Colborne is a geographic parish in Restigouche County, New Brunswick, Canada. (Note: The Territorial Division Act divides the province into 152 parishes, the cities of Saint John and Fredericton, and one town of Grand Falls. The Interpretation Act clarifies that parishes include any local government within their borders.)

For governance purposes it is divided between the town of Heron Bay, the Moose Meadows 4 Indian reserve, and the Restigouche rural district; the town and rural district are both members of the Restigouche Regional Service Commission.

Prior to the 2023 governance reform, the parish was divided between the village of Charlo, the Indian reserve, and the local service districts of Charleur and Lorne.
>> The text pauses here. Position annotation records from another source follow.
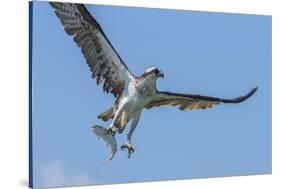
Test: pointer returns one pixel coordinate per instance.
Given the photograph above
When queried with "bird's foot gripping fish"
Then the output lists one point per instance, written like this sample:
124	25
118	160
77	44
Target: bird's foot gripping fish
110	140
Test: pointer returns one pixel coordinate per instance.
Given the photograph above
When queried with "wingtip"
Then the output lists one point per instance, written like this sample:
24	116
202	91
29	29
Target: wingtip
243	98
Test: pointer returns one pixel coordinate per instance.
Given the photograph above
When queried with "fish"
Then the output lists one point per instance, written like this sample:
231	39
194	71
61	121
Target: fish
110	140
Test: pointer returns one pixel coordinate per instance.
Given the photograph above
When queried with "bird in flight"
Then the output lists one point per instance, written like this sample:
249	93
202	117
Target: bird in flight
132	93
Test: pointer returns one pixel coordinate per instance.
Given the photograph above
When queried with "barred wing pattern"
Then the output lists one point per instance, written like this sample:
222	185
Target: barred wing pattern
105	63
190	101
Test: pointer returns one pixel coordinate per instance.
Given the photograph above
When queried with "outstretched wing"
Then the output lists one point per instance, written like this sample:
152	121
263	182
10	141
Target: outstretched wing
190	101
105	63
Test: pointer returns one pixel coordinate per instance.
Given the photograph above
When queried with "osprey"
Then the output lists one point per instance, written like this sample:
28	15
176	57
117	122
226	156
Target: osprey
132	93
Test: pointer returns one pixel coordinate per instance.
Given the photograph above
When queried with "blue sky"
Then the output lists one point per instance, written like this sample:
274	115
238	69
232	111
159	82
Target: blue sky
215	54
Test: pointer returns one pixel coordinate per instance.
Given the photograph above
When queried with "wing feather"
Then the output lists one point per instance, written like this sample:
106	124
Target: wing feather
105	63
190	101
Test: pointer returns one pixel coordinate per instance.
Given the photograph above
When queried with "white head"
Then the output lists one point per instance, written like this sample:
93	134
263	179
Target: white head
153	72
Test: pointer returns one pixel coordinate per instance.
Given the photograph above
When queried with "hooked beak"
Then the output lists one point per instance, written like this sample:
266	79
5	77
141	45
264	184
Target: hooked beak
161	74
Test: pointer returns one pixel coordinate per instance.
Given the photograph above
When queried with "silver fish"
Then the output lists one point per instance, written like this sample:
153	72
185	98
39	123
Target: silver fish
110	140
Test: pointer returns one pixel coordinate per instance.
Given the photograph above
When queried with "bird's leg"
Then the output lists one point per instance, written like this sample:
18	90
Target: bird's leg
128	143
111	128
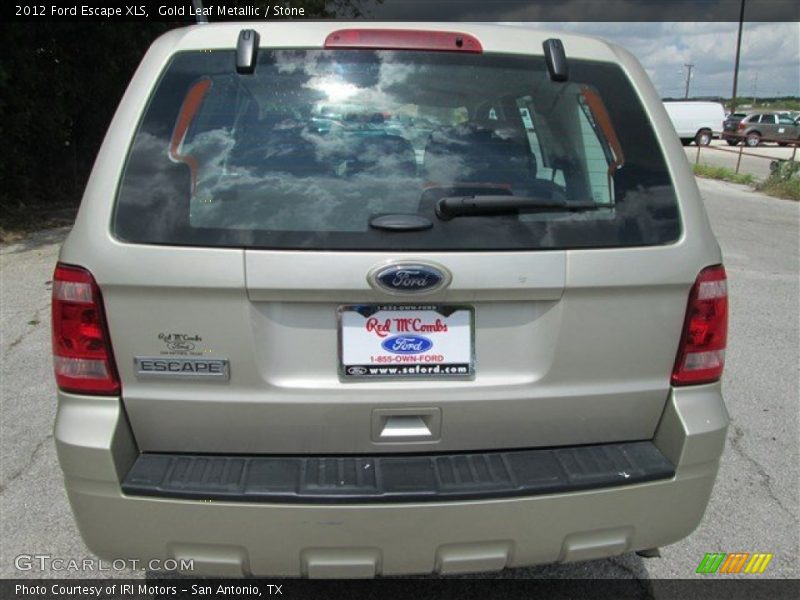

In the 2023 reform, Charlo merged with the town of Dalhousie to form Heron Bay, which annexed Heron Island and the communities of Benjamin River, Blackland, and New Mills from Chaleur; Lorne and the remainder of Chaleur became part of the rural district.

==Origin of name==
The parish was named in honour of John Colborne, acting Governor General of the Canadas when the parish was erected.

==History==
Colborne was erected in 1840 from Addington and Beresford Parishes. Colborne comprised Restigouche County between the Benjamin and Eel Rivers.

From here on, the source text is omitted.